In the east of the Democratic Republic of the Congo lies a province called North Kivu (commonly known as the "Grand Nord"). Here, around the towns, rural communes, and villages of Butembo, natural forest cover has almost completely disappeared. Yet, the region has not transformed into a grassy savannah. On the contrary, it has become a landscape where agricultural crops and pastoral farms coexist and new trees have been planted to take the place of the previous primary forest. This kind of reforestation is gaining ground on land occupied by agriculture and livestock throughout the region.
The peculiarity of these artificial forests surrounding settlements is that they are dominated by a single genus of tree species: the Eucalyptus.

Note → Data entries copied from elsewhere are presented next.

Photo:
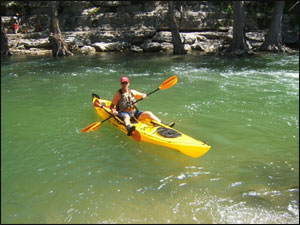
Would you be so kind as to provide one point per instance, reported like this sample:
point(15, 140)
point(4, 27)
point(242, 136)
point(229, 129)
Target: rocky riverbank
point(143, 27)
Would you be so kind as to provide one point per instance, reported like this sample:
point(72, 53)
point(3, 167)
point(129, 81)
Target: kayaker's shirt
point(127, 101)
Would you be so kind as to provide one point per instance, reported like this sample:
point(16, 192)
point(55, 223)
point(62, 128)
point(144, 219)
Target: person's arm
point(138, 95)
point(113, 104)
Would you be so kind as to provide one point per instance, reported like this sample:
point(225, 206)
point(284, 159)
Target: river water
point(247, 109)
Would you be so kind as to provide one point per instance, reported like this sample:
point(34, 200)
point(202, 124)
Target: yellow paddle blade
point(169, 83)
point(91, 127)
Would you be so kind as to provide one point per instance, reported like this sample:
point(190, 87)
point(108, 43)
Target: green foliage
point(228, 10)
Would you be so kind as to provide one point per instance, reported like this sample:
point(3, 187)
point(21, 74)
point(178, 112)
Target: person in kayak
point(123, 105)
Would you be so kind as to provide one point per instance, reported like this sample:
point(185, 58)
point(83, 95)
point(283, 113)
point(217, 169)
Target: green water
point(247, 109)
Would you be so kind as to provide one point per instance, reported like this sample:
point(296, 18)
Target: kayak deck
point(155, 132)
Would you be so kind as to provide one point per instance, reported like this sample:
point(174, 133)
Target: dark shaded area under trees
point(175, 22)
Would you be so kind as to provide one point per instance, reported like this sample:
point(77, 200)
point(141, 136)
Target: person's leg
point(151, 116)
point(129, 128)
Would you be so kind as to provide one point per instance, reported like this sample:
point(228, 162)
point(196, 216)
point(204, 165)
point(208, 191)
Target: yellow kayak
point(154, 132)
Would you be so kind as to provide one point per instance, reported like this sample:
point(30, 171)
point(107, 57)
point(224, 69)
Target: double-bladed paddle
point(135, 134)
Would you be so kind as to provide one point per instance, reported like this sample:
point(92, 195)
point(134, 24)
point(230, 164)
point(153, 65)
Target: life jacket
point(127, 101)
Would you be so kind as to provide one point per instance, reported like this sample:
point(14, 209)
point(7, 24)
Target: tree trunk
point(273, 39)
point(178, 47)
point(59, 48)
point(238, 45)
point(4, 42)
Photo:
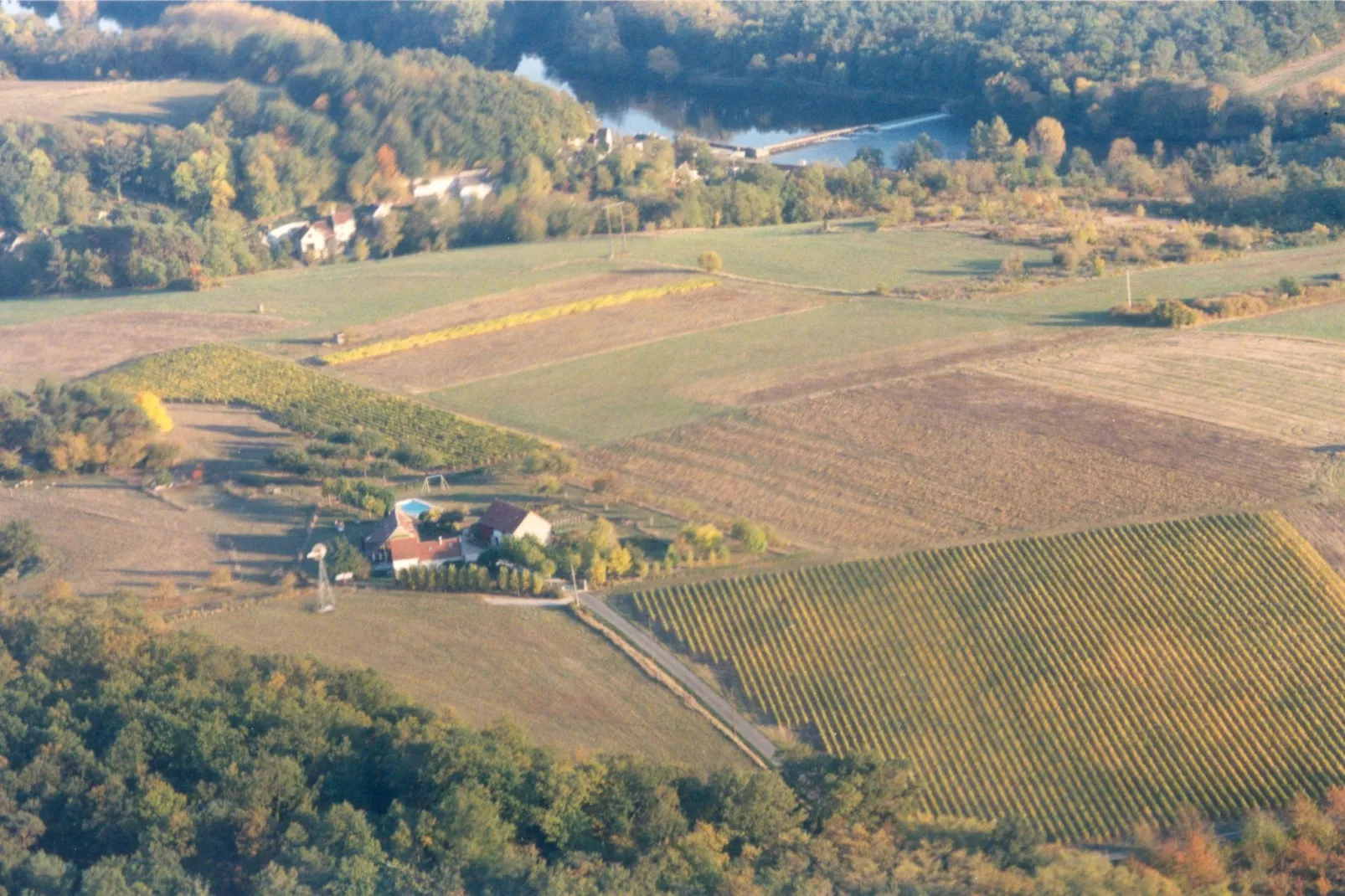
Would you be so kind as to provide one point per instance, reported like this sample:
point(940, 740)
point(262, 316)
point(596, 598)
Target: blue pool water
point(415, 506)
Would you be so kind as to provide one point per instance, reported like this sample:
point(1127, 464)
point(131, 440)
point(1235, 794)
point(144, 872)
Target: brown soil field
point(101, 534)
point(956, 456)
point(898, 362)
point(517, 348)
point(1324, 528)
point(1290, 389)
point(64, 348)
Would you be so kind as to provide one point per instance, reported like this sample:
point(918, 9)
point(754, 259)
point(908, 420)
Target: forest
point(310, 121)
point(142, 760)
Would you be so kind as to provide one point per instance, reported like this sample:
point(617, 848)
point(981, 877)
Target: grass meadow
point(539, 667)
point(627, 392)
point(171, 101)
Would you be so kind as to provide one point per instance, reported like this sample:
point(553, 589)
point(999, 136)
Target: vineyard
point(308, 401)
point(1087, 681)
point(517, 319)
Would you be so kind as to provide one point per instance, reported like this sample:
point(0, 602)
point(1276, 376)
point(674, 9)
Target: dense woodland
point(142, 762)
point(308, 121)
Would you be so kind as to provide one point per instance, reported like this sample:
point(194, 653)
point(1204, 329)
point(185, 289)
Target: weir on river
point(822, 136)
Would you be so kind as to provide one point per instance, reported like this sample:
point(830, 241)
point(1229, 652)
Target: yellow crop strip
point(517, 319)
point(1087, 681)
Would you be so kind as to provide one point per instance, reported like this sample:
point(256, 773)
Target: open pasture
point(308, 401)
point(171, 101)
point(1290, 389)
point(1087, 301)
point(854, 256)
point(75, 348)
point(954, 456)
point(543, 669)
point(627, 392)
point(101, 534)
point(1085, 681)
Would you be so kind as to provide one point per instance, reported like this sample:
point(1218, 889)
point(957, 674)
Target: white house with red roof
point(397, 545)
point(503, 519)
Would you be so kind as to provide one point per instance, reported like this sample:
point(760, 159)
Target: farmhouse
point(503, 519)
point(397, 545)
point(317, 239)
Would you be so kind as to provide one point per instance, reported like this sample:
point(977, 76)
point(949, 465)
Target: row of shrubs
point(1174, 312)
point(474, 578)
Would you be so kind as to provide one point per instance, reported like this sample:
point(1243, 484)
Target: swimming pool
point(415, 506)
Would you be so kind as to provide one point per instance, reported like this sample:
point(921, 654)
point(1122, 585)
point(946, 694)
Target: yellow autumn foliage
point(155, 409)
point(517, 319)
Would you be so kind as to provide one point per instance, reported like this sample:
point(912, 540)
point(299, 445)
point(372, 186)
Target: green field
point(1322, 322)
point(1087, 301)
point(171, 101)
point(1087, 681)
point(854, 256)
point(307, 401)
point(627, 392)
point(328, 297)
point(539, 667)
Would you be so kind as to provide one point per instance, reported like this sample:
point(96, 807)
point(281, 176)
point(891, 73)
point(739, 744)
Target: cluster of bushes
point(1173, 312)
point(361, 494)
point(77, 428)
point(477, 578)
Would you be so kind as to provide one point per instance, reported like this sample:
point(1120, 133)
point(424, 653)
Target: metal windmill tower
point(326, 600)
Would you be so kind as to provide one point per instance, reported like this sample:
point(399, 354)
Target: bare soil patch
point(1290, 389)
point(75, 346)
point(1324, 528)
point(528, 346)
point(101, 534)
point(956, 456)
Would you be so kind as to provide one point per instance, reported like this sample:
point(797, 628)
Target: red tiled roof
point(503, 517)
point(440, 550)
point(393, 526)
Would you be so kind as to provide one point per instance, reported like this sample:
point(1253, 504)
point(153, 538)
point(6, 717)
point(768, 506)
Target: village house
point(397, 545)
point(503, 519)
point(343, 225)
point(317, 239)
point(286, 232)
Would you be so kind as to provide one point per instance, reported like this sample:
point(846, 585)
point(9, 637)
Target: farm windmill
point(326, 601)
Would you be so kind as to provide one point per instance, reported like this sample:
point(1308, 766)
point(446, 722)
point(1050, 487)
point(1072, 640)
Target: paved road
point(688, 678)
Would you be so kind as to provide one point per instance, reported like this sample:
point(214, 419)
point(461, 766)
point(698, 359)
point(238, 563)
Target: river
point(759, 121)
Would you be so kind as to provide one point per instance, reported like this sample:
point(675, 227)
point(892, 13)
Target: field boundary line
point(585, 612)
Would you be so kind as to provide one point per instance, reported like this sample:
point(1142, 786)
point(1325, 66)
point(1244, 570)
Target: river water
point(727, 116)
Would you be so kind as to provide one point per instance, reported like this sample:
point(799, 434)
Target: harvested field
point(573, 337)
point(896, 362)
point(1324, 528)
point(587, 399)
point(171, 101)
point(956, 456)
point(539, 667)
point(1290, 389)
point(1085, 681)
point(1322, 322)
point(100, 534)
point(80, 346)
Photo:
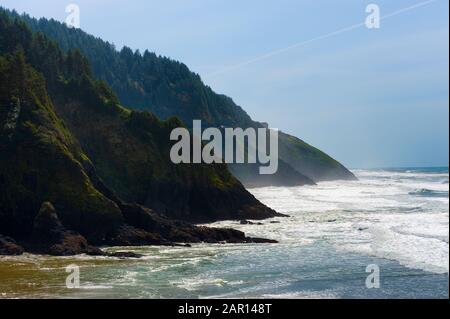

These exotic species have been favored to the detriment of native species because of the major role that these trees have played in the socioeconomic dynamics of the region. Eucalyptus constitutes, in fact, the main source of wood-energy used in households and in the emerging small-scale production industries in the region (wine-, bread-, and soap-making, etc.). Eucalyptus trees also contribute to the supply of lumber. Further, the species has medical uses and renders other cultural and environmental services.
This multiplicity of so-called virtues of the Eucalyptus tree prompts us to ask, "Can Eucalyptus trees serve as a real alternative to primary forest in North Kivu?"